To start with the decoupling, start introducing ReactJS into the application using rails-react gem. But before going further, prerequisite is that you’ve some idea about ReactJS, Redux and JSX.

Usage of react-rails gem is pretty simple. To start off, you could start conversion with one simple Rails view or even a div from the Rails view into a React component.

Lets say you’ve a Rails partial which renders the navigation bar containing some links and username, so creating a NavigationBar component would be like,

$ rails g react:component NavigationBar username:string --es6

which creates app/assets/javascripts/components directory having navigation_bar.jsx in it. After adding its rendering logic, you can replace

render partial: 'navigation_bar', locals: { username: current_user.username }

with

react_component('NavigationBar', username: current_user.username)

So by using above approach, you could start replacing partials and views into React components.

Just to make sure that our goal is to decouple the view layer from Rails, don’t pass too many props which are bound with Rails methods/variables. It would be difficult or rather time consuming to remove such references and repopulate the props values while separation.

♦ Architecture of components

As our final goal is to have well architected and maintainable ReactJS application, we should follow the basic conventions for it.

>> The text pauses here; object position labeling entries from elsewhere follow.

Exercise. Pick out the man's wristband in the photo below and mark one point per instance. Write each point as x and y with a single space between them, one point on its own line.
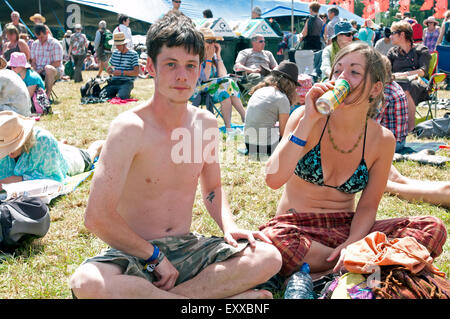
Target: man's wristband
294 139
154 256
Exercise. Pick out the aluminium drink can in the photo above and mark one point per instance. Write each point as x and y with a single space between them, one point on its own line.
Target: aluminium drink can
331 99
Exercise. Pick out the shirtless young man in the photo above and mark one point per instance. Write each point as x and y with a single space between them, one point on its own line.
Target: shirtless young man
141 199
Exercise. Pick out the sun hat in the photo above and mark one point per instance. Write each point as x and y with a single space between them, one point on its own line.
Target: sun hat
431 20
286 69
37 16
118 39
209 34
18 60
14 131
3 63
342 27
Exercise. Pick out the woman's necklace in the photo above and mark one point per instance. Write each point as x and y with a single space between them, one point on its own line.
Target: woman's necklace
354 146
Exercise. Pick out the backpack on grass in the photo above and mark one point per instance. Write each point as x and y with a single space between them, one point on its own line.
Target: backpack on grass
21 219
92 88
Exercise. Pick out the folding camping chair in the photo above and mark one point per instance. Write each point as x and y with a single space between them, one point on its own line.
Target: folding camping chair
203 98
435 79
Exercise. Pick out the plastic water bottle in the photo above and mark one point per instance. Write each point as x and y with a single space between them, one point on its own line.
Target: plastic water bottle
306 70
300 286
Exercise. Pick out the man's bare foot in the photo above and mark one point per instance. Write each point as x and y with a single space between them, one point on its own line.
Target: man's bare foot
253 294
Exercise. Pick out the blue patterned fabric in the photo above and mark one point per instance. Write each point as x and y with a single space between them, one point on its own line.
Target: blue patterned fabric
44 160
309 168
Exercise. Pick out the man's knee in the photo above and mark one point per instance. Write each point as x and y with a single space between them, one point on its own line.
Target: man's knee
268 257
88 282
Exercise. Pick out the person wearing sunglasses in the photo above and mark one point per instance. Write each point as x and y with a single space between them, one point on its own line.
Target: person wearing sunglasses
252 60
176 4
409 62
214 80
343 36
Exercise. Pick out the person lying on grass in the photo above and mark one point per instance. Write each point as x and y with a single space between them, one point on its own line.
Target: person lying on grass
143 192
28 152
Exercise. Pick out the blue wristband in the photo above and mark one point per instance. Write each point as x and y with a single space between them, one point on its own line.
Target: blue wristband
294 139
154 256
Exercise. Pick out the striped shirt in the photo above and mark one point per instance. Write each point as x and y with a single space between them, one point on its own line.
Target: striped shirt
395 114
47 53
124 61
430 39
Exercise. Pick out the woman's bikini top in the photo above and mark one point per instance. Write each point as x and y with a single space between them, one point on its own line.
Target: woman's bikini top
309 168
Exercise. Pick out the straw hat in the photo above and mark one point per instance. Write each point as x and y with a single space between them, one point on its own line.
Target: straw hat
14 131
38 16
342 27
18 59
286 69
209 34
118 39
2 63
431 20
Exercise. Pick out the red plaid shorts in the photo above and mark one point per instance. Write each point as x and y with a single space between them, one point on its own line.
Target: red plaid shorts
293 233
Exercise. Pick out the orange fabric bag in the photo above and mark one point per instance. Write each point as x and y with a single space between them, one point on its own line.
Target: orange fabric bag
377 250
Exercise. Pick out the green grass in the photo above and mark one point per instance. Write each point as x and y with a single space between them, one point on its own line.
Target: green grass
42 268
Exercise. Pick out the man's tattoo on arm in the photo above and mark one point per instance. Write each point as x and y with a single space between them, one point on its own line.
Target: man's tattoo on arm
211 196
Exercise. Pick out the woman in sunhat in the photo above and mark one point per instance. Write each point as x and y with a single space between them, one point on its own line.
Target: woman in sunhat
343 36
431 33
14 43
214 80
78 50
18 63
28 152
37 18
270 102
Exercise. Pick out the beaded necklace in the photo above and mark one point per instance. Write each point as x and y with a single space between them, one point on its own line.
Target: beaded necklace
354 146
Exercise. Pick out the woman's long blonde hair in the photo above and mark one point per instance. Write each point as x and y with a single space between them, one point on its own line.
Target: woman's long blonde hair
375 69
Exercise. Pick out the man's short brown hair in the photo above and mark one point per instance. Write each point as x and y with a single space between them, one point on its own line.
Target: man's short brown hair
314 6
174 29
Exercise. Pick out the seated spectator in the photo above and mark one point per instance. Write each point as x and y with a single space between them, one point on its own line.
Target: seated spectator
343 36
124 22
14 43
322 169
250 61
14 95
28 152
394 115
32 80
409 61
37 18
312 30
384 44
270 103
77 50
65 42
89 62
102 50
123 67
46 57
15 21
213 79
431 33
366 33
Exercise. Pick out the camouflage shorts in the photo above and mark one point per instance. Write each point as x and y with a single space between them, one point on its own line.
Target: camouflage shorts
189 254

Assuming you would be using react-redux as a state maintainer, the directory structure that any React-Redux application follows basically has,

  • src/
    • components
    • containers
    • actions
    • actionCreators
    • reducers
    • store.js

So in this scenario also, you could add above directories along with components directory in app/assets/javascripts. You could refer to an example of such architecture.

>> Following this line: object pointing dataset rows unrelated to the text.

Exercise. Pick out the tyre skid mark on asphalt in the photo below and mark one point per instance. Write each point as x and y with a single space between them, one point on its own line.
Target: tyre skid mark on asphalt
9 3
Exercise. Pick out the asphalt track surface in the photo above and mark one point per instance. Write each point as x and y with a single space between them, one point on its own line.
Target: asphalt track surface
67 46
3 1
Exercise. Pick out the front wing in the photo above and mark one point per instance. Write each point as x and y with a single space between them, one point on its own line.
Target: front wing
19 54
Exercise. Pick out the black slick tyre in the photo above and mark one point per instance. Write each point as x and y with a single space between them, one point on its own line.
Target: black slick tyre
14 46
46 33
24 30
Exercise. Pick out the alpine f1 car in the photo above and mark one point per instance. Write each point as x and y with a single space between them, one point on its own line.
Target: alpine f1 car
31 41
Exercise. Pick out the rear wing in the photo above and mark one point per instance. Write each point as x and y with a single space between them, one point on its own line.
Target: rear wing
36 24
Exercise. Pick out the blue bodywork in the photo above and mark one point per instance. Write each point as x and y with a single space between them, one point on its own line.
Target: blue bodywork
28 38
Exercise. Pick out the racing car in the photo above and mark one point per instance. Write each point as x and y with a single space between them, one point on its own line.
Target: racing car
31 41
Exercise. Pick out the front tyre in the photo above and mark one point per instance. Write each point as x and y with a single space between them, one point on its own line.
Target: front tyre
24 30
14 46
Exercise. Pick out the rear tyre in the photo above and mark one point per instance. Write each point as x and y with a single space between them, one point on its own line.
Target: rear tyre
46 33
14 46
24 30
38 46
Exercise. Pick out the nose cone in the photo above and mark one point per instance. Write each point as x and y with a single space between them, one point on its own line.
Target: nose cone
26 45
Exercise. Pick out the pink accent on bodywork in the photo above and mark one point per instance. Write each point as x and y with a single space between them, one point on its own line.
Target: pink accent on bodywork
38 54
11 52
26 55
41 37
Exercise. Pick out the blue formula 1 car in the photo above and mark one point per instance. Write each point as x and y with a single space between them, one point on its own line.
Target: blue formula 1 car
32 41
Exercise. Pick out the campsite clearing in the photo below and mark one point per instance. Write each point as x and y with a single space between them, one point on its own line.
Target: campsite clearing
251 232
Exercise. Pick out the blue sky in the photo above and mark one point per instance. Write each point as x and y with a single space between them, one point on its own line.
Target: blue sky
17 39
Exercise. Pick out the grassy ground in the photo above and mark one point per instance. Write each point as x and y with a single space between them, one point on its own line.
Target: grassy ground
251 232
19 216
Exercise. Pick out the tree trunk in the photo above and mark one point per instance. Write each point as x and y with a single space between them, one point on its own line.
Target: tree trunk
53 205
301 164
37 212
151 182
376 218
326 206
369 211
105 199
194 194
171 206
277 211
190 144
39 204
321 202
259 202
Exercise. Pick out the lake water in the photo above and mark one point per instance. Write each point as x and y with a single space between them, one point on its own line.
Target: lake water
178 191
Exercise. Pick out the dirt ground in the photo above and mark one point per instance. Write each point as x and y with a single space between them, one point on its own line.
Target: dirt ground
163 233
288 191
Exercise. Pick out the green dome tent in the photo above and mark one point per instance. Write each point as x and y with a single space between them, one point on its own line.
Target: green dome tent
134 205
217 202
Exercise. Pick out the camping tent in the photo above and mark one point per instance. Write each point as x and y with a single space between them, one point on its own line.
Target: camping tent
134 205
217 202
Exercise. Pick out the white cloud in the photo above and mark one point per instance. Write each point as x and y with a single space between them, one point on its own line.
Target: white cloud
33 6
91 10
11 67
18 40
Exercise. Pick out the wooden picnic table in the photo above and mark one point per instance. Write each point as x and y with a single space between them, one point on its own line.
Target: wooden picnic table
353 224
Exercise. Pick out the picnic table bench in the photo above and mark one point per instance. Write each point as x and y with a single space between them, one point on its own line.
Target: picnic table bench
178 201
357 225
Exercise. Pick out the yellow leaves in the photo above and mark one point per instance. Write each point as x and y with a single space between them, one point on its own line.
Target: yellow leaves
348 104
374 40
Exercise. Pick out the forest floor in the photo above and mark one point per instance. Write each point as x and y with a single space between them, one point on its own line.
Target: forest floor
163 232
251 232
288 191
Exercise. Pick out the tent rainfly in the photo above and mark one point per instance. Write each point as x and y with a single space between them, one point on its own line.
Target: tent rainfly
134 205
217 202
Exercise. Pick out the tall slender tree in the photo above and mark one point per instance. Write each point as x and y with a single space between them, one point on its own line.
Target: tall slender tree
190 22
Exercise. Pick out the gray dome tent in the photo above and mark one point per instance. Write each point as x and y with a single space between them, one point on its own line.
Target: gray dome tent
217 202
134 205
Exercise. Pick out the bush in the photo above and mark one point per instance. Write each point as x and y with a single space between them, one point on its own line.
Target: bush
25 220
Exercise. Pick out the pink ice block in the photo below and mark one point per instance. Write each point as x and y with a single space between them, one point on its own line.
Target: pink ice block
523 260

♦ Using NPM packages over bundled gems

You might have installed some gems for packages like select2, moment.js etc in your Gemfile. But those can’t be used after the decoupling. So a better way is to start using NPM packages over such gems.

To do so, you can start using https://rails-assets.org which converts the NPM packages into respective gems and then adds them to the asset pipeline.

# Gemfile

source "https://rails-assets.org" do
  gem 'rails-assets-moment'
  gem 'rails-assets-select2'
  ...
end

♦ Using rails-api

In time, you would also need to start replacing your controller actions with API based controller actions. If your application is using Rails 5, then it has the builtin support for ActionController::API (a class extracted from ActionController::Base with minimal requirements supporting API actions), but for applications with Rails < 5, you would need to install rails-api gem.  Once the ActionController::API is available, you could add app/controllers/api/v1 directory to start with API based controller actions.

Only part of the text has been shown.